Темновато, но она скользит по натёртым плитам с ковровой дорожки, на которой аккуратно оставляет все свои вещи.
Возле трона белеет лишь пятно, но Имир не вглядывается ― это место, куда она подходила в основном с камерой в руках, теперь и правда кажется почти что священным, почти храмом.
Не томительно-нудным, когда все ждут начала церемонии.
Не красивой картинкой, за которой прячутся змеиные клубки сплетен. Не подвалом, который не так вонял, как тот переулок, из которого тащили Имир, но из которого, как она уже успела понять, несло этим душком тупого и слюнтяйского обожания без капли мозгов, пока она была в своём белом одеянии — одинокая и недосягаемая.
Здесь этим наверное, и буквально не пахнет.
И кажется, не чем-нибудь знакомым.
А храмом.
Одиноким, затерянным, в этой тьме, в которой сохранилась та хваленая святость, которую Имир и поднявшейся тайком от фрейлин Хистории не нужно изображать.
Здесь нет свечей, ненужных слов, посторонних глаз ― только она и та, что похожа на покинутую да позабытую богиню, за которую Имир пришлось себя выдавать.
Закрытые глаза не дают оступиться — чем ближе Имир подходит, тем ближе дыхание у подножия трона.
Теперь-то она понимает, зачем трон: королева этого места снизошла с него к ней. К ней лично.
Вот бы глупо не дëрнуться и не оступиться ― в мудрёных книжках по-рыцарски вроде бы как не замедлять так тяжелеющие от волнения ноги.
Ну же, соберись! Она ждёт!
Имир слышится лязг, хотя нет и не заведено никаких ритуальный мечей ― лишь кинжальчик для крови, с лезвием в три швейных иголки.
Но скажи ей кто подставить под такой что пальцы, что шею ― сделала бы.
Теперь ― точно.
Ведь здесь лишь Хистория и она... она не...
― Ваше Величество, ― она бы наверняка заколола кинжальчиком тех, кто пристрелили за одну незнатность Имир.
... не в Разведке
Но сейчас Имир нужно встать на одно колено и...

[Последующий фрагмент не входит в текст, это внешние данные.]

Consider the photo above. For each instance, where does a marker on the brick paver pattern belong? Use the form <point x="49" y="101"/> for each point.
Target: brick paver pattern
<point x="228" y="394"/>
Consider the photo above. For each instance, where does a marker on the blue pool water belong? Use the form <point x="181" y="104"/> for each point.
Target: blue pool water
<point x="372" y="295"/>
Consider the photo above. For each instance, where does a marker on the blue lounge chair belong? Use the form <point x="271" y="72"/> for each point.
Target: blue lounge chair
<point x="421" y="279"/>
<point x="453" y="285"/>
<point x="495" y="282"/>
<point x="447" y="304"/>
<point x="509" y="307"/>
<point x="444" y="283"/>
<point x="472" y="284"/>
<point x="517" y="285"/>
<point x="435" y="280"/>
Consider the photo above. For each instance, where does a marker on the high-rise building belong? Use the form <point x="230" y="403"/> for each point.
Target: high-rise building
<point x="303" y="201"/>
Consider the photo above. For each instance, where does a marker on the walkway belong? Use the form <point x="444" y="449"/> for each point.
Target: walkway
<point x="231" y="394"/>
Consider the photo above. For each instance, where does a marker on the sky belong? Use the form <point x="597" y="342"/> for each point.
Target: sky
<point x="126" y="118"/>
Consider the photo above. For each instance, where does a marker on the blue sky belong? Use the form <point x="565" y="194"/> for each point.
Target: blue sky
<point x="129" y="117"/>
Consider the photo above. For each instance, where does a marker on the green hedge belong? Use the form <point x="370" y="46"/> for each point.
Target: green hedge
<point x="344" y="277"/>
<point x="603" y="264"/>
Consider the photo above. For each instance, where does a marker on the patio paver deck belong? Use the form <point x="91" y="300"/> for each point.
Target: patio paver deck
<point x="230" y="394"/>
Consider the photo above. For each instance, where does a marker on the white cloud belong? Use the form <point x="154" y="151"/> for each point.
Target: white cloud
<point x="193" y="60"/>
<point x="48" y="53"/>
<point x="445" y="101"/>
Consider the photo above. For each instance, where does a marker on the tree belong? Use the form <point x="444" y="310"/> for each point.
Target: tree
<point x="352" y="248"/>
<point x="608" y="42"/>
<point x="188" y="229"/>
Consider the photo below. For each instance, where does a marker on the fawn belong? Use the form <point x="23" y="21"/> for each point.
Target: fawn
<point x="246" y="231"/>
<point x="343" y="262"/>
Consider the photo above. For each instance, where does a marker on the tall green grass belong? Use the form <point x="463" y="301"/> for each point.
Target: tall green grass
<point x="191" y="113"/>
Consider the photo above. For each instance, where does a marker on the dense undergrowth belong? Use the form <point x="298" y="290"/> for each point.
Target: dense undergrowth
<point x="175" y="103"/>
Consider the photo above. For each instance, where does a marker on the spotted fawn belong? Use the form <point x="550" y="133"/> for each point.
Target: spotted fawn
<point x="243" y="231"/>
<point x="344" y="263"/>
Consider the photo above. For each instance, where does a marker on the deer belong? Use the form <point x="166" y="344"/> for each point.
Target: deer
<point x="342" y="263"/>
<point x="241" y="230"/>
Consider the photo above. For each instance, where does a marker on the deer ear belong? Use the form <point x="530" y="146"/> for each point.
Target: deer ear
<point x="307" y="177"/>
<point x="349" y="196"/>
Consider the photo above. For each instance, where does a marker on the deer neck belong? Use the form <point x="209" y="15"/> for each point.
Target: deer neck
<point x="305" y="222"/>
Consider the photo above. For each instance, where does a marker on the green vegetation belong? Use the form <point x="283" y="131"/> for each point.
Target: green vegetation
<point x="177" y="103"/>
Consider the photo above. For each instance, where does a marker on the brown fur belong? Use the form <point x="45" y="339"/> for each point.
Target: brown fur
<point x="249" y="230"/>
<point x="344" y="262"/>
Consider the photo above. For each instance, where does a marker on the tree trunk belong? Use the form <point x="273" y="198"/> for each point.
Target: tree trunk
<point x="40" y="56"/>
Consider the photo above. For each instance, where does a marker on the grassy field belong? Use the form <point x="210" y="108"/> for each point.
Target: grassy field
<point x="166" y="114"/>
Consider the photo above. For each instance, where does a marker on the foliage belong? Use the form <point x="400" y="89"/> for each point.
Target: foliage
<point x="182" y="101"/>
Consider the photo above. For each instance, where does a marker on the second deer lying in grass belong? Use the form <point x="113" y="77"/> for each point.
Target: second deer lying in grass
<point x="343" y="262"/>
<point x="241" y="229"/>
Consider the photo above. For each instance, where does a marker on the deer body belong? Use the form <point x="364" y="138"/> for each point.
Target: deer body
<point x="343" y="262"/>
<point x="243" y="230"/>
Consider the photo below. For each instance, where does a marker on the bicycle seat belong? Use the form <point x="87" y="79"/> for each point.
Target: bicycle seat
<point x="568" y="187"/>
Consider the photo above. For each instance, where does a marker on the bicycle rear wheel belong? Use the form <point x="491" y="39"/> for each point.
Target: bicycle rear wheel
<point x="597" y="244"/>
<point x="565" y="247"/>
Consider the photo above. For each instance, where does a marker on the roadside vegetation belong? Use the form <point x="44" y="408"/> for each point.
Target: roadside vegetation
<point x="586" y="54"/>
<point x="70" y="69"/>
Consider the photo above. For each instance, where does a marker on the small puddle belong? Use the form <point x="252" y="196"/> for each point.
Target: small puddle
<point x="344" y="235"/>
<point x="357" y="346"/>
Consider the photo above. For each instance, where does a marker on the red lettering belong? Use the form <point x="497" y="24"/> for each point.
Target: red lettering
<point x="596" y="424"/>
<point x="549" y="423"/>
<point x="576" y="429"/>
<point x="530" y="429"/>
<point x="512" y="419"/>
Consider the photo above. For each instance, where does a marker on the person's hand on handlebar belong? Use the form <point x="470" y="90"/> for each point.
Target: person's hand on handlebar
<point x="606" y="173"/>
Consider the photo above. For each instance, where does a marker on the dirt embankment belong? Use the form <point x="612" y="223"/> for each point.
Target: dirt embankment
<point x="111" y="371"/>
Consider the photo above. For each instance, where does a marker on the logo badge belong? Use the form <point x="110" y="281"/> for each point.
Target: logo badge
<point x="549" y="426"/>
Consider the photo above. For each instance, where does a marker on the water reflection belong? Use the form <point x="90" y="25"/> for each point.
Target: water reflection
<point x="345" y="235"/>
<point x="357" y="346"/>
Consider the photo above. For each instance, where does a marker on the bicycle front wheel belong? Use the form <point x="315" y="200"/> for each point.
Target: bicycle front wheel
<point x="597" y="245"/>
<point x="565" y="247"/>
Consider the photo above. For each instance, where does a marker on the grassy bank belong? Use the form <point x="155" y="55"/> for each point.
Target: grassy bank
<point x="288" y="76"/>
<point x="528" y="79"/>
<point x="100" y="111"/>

Склонять ли голову? Они ведь хотели сделать это, пока никто не помешает. Как-то так, словно никто не оспорит их решения, почти торжественно.
― Открой глаза.
Имир смотрит на белоснежную рубаху Хистории — она знает, когда надевают такие.
Но здесь не изваяния Прародительницы и всё ещё не сбросили бомбы марлийцы.
А значит, Хистория хочет, чтобы она смотрела.
И Имир глядит, чуть щурясь на полосу от света дворцовых фонарей, как начинается их личное священнодейство.
Здесь никто не будет капать ядом с болтливых языков про то, что они сделали не так.
Вот Хистория медленно опускает ногу на ступеньку ― трижды.
Вот босиком встаёт вплотную к Имир и её изученные на ощупь пальцы упираются, едва холодя сквозь ткань, в колени Имир.
Вот осторожно, но часто, до знакомых мурашек, гладит ладони Имир.
Вот оставляет руки Имир замершими, и правда невысоко воздетыми, как в нерешительной молитве.
Вот снимает с шеи цепочку с кольцом, на котором есть сапфиры и бриллианты в виде скрещенных крыльев ― кольцо не только статуса, кольцо их общего прошлого. И ни один фанатичный, шипящий в парламенте, выебистый йегерист
такое роскошное и изящное открыто таскать не будет.
А она...
Хистория сжимает кольцо в ладони, возится с цепочкой, но так и научилась снимать украшения на ощупь, Имир почти готова вскочить и помочь ей, как обычно.
Но...
Они хотели именно церемонию.
Держа кольцо на раскрытой ладони, Хистория поджимает губы, как перед самыми важными словами.
И вот Имир не видит её лица целиком ― лишь краешек рта да маленький отблеск света в глазах.
В выбеленных пятнах света отражается лишь одинокое деревцо, а они всё равно в священной тьме.
И когда Хистория тихо, но четко произносит:
― Согласна ли ты, Имир, служить Её Величеству? Послужишь ли мне, своей королеве?
Имир понимает: вот оно. За этим приходили в темный подвал, поклонялись, шептали самые горькие и перемешанные с мольбами слова о свободе и желания воспрянуть, как раньше.
Она смотрит в лицо не только королеве, не только любимой.
Она смотрит в глаза их общей правде.
И лишь тогда, не прочищая пересохшее горло, отвечает.
— Да! Я буду служить тебе... Криста.
Ведь теперь это имя разрешено произносить только ей.